YOUR SOLIN GENERATED RECIPE
Scrambled Eggs with Chicken and Sautéed Broccoli
Start your day with a savory scramble featuring fluffy eggs paired with tender, lightly seasoned chicken steak and a colorful medley of sautéed broccoli and onions. The dish is finished with a drizzle of extra virgin olive oil, offering a comforting, balanced and energizing breakfast experience.
INGREDIENTS
2 large eggs (approx. 100g total)
1.5 oz chicken steak (approx. 42.5g)
1 cup broccoli (91g)
1/4 cup diced onion (40g)
2 tbsp extra virgin olive oil (27g)
PREPARATION
Crack the eggs into a bowl and beat them lightly with a pinch of salt and pepper.
Thinly slice the chicken steak into small strips to ensure even cooking.
Heat 1 tablespoon of olive oil in a non-stick skillet over medium heat.

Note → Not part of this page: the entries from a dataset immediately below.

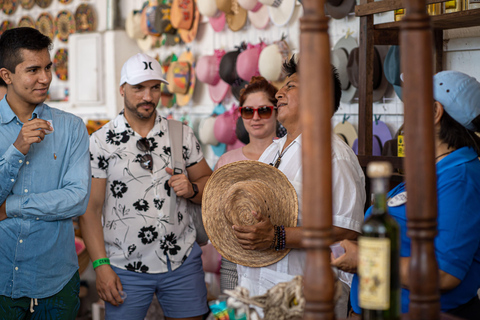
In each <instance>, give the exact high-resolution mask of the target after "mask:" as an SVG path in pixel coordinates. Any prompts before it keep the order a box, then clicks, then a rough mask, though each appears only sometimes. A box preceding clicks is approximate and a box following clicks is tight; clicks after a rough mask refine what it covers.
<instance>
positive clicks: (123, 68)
mask: <svg viewBox="0 0 480 320" xmlns="http://www.w3.org/2000/svg"><path fill="white" fill-rule="evenodd" d="M149 80H160V81H161V82H163V83H165V84H168V81H167V80H165V79H164V78H163V74H162V66H160V63H159V62H158V61H157V60H156V59H154V58H152V57H150V56H149V55H146V54H144V53H137V54H136V55H134V56H133V57H131V58H130V59H128V60H127V62H125V64H124V65H123V67H122V73H121V76H120V85H123V84H124V83H128V84H130V85H136V84H139V83H142V82H144V81H149Z"/></svg>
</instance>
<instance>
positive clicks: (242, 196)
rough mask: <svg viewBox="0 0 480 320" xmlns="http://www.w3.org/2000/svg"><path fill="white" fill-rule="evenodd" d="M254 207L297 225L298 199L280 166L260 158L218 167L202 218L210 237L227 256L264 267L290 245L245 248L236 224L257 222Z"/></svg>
mask: <svg viewBox="0 0 480 320" xmlns="http://www.w3.org/2000/svg"><path fill="white" fill-rule="evenodd" d="M252 211H255V212H257V213H258V214H259V215H263V216H265V217H269V218H270V221H271V223H272V224H273V225H283V226H285V227H295V226H296V225H297V217H298V200H297V193H296V192H295V189H294V187H293V186H292V184H291V183H290V182H289V181H288V179H287V177H286V176H285V175H284V174H283V173H282V172H281V171H280V170H278V169H276V168H274V167H273V166H270V165H268V164H265V163H262V162H259V161H249V160H246V161H237V162H233V163H230V164H227V165H224V166H222V167H220V168H219V169H217V170H215V171H214V172H213V174H212V175H211V176H210V178H209V179H208V181H207V184H206V185H205V189H204V192H203V199H202V218H203V224H204V226H205V230H206V231H207V234H208V238H209V239H210V241H211V242H212V244H213V246H214V247H215V248H216V249H217V251H218V252H219V253H220V254H221V255H222V256H223V257H225V258H226V259H228V260H230V261H232V262H234V263H237V264H240V265H244V266H248V267H264V266H268V265H270V264H272V263H275V262H277V261H279V260H281V259H283V258H284V257H285V256H286V255H287V254H288V252H289V251H290V249H286V250H281V251H276V250H275V249H267V250H262V251H258V250H245V249H243V248H242V247H241V246H240V244H239V243H238V241H237V238H236V236H235V233H234V230H233V229H232V225H237V226H245V225H253V224H255V223H257V222H258V221H257V220H256V219H255V218H254V216H253V215H252Z"/></svg>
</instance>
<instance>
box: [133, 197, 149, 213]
mask: <svg viewBox="0 0 480 320" xmlns="http://www.w3.org/2000/svg"><path fill="white" fill-rule="evenodd" d="M133 207H134V208H135V209H136V210H138V211H144V212H147V210H148V209H149V208H150V206H149V205H148V202H147V200H145V199H138V201H137V202H135V203H134V204H133Z"/></svg>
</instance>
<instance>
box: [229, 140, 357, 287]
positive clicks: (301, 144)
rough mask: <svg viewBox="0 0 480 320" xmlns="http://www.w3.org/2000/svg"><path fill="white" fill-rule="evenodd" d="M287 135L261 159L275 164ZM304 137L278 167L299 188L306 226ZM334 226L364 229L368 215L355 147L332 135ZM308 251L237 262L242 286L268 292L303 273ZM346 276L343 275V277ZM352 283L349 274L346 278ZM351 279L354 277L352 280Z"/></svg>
mask: <svg viewBox="0 0 480 320" xmlns="http://www.w3.org/2000/svg"><path fill="white" fill-rule="evenodd" d="M286 140H287V137H286V136H285V137H283V138H281V139H278V140H275V141H273V143H272V144H271V145H270V146H269V147H268V148H267V149H266V150H265V151H264V152H263V154H262V156H261V157H260V159H259V161H261V162H264V163H267V164H273V163H275V161H276V160H277V159H278V156H279V155H280V154H281V153H282V149H283V146H284V144H285V142H286ZM301 151H302V140H301V135H300V136H298V137H297V138H296V139H295V140H294V141H293V142H292V143H291V144H290V145H289V146H287V147H286V149H285V150H284V153H283V155H282V157H281V162H280V166H279V167H278V169H279V170H280V171H282V172H283V173H284V174H285V175H286V176H287V178H288V180H289V181H290V182H291V183H292V185H293V187H294V188H295V190H296V191H297V195H298V200H299V204H298V205H299V206H298V208H299V212H298V223H297V225H298V226H301V225H302V211H301V208H302V203H301V202H302V201H301V200H302V153H301ZM332 180H333V183H332V184H333V203H332V205H333V225H334V226H336V227H340V228H345V229H349V230H354V231H357V232H360V230H361V225H362V222H363V218H364V212H363V209H364V204H365V176H364V174H363V171H362V168H361V167H360V164H359V163H358V160H357V156H356V155H355V153H354V152H353V150H352V149H351V148H350V147H349V146H348V145H347V144H346V143H345V142H343V141H342V140H341V139H340V138H339V137H338V136H337V135H335V134H332ZM305 259H306V253H305V251H304V250H301V249H293V250H291V251H290V252H289V254H288V255H287V256H285V257H284V258H283V259H282V260H280V261H278V262H276V263H274V264H271V265H269V266H266V267H262V268H252V267H245V266H241V265H237V271H238V285H239V286H242V287H245V288H247V289H248V290H249V291H250V296H257V295H262V294H264V293H265V292H266V291H267V290H268V289H270V288H271V287H273V286H274V285H276V284H278V283H280V282H286V281H290V280H291V279H292V278H293V277H294V276H296V275H303V273H304V269H305ZM341 278H342V277H341ZM342 280H344V281H345V282H348V277H347V278H346V279H342ZM350 281H351V280H350Z"/></svg>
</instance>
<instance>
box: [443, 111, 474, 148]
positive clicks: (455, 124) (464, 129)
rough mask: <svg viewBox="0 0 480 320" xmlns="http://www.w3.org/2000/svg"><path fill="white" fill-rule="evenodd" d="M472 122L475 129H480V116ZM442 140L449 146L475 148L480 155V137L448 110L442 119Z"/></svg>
mask: <svg viewBox="0 0 480 320" xmlns="http://www.w3.org/2000/svg"><path fill="white" fill-rule="evenodd" d="M472 124H473V125H474V126H475V127H476V130H475V131H480V116H478V117H476V118H475V119H473V121H472ZM438 137H439V138H440V140H442V141H443V142H445V143H446V144H447V145H448V147H449V148H455V149H460V148H463V147H471V148H473V149H474V150H475V151H476V152H477V154H478V155H480V137H478V136H477V135H476V133H475V132H474V131H472V130H468V129H467V128H465V127H464V126H462V125H461V124H460V123H458V122H457V121H455V120H454V119H453V118H452V117H451V116H450V115H449V114H448V113H447V112H446V111H445V112H444V113H443V116H442V118H441V119H440V132H439V134H438Z"/></svg>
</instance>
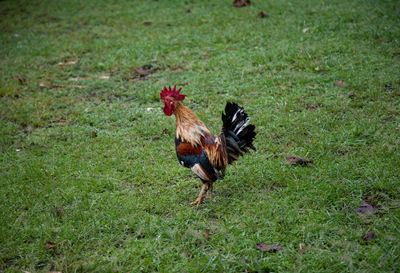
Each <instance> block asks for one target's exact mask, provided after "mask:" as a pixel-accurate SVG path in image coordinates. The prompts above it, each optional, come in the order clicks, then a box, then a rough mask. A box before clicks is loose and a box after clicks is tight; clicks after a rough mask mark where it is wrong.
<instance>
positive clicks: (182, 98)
mask: <svg viewBox="0 0 400 273" xmlns="http://www.w3.org/2000/svg"><path fill="white" fill-rule="evenodd" d="M181 89H182V88H179V89H178V90H176V85H174V87H173V88H171V86H168V88H166V87H165V86H164V89H163V90H161V93H160V97H161V100H162V101H163V102H164V114H166V115H167V116H170V115H172V113H173V112H174V109H175V106H176V104H177V103H178V101H182V100H184V99H185V96H186V95H183V94H179V92H180V91H181Z"/></svg>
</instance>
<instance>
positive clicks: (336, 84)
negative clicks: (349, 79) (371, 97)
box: [333, 81, 347, 87]
mask: <svg viewBox="0 0 400 273" xmlns="http://www.w3.org/2000/svg"><path fill="white" fill-rule="evenodd" d="M333 85H334V86H340V87H347V84H346V83H345V82H343V81H336V82H335V83H334V84H333Z"/></svg>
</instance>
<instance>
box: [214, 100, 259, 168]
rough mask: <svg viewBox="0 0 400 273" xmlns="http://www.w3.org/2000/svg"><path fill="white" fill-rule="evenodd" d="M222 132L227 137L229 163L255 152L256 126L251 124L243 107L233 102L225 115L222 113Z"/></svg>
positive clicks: (230, 102)
mask: <svg viewBox="0 0 400 273" xmlns="http://www.w3.org/2000/svg"><path fill="white" fill-rule="evenodd" d="M222 122H223V127H222V132H223V133H224V135H225V140H226V148H227V152H228V163H229V164H230V163H232V162H233V161H235V160H237V159H238V158H239V156H241V155H243V153H247V152H249V148H250V149H253V150H254V151H255V150H256V148H255V147H254V146H253V140H254V137H255V136H256V134H257V133H256V132H255V131H254V130H255V128H256V127H255V126H254V125H253V124H249V125H248V123H249V117H248V115H247V113H246V112H245V111H244V109H243V108H242V107H240V106H239V105H237V104H236V103H233V102H228V103H227V104H226V106H225V113H222Z"/></svg>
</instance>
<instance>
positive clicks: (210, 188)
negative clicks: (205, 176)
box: [206, 182, 212, 198]
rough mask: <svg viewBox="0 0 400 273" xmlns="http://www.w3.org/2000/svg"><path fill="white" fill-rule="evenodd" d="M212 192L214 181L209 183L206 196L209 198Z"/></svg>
mask: <svg viewBox="0 0 400 273" xmlns="http://www.w3.org/2000/svg"><path fill="white" fill-rule="evenodd" d="M211 193H212V182H211V183H210V184H209V185H208V189H207V194H206V197H207V198H208V197H209V196H210V195H211Z"/></svg>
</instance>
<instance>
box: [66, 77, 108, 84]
mask: <svg viewBox="0 0 400 273" xmlns="http://www.w3.org/2000/svg"><path fill="white" fill-rule="evenodd" d="M91 79H102V80H109V79H110V76H107V75H99V76H87V77H76V78H69V80H70V81H74V82H76V81H82V80H91Z"/></svg>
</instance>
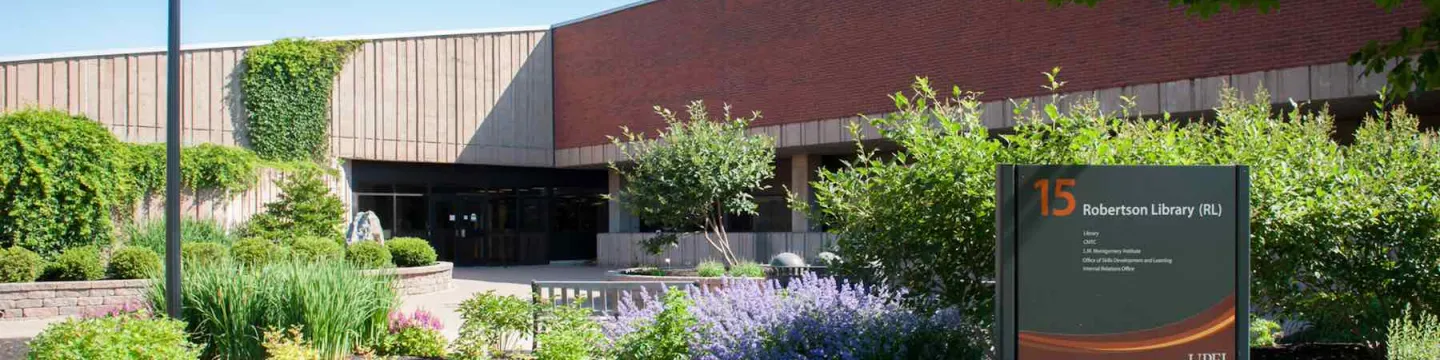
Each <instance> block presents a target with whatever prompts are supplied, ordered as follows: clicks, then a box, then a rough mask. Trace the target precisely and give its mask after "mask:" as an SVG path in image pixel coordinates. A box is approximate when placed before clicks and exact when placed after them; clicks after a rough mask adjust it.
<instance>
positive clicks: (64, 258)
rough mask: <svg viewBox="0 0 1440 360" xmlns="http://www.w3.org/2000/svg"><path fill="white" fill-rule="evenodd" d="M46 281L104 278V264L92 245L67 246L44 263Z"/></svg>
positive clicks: (97, 278) (97, 250)
mask: <svg viewBox="0 0 1440 360" xmlns="http://www.w3.org/2000/svg"><path fill="white" fill-rule="evenodd" d="M42 278H45V279H48V281H91V279H102V278H105V265H104V264H101V261H99V251H98V249H95V248H94V246H81V248H69V249H65V251H63V252H60V255H56V256H55V261H52V262H50V264H46V265H45V274H43V275H42Z"/></svg>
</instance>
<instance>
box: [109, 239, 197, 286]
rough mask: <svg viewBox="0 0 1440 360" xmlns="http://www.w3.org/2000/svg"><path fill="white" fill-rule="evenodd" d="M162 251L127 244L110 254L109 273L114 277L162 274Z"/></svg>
mask: <svg viewBox="0 0 1440 360" xmlns="http://www.w3.org/2000/svg"><path fill="white" fill-rule="evenodd" d="M181 252H183V251H181ZM160 269H161V265H160V253H156V252H154V251H151V249H145V248H138V246H125V248H120V249H117V251H115V253H111V255H109V269H108V271H107V274H108V275H109V278H112V279H144V278H150V276H154V275H156V274H160Z"/></svg>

Add the diced onion and sauté until soft and translucent, about 2-3 minutes.
Add the sliced chicken to the skillet and cook until lightly browned and cooked through, about 4-5 minutes.
Add the broccoli florets to the skillet and sauté for an additional 3-4 minutes until tender-crisp.
Pour the beaten eggs over the chicken, onions, and broccoli. Allow the eggs to set slightly before gently stirring to create large, soft curds. Cook until eggs are just set but still moist.
Drizzle the remaining olive oil on top before serving to add richness and extra flavor.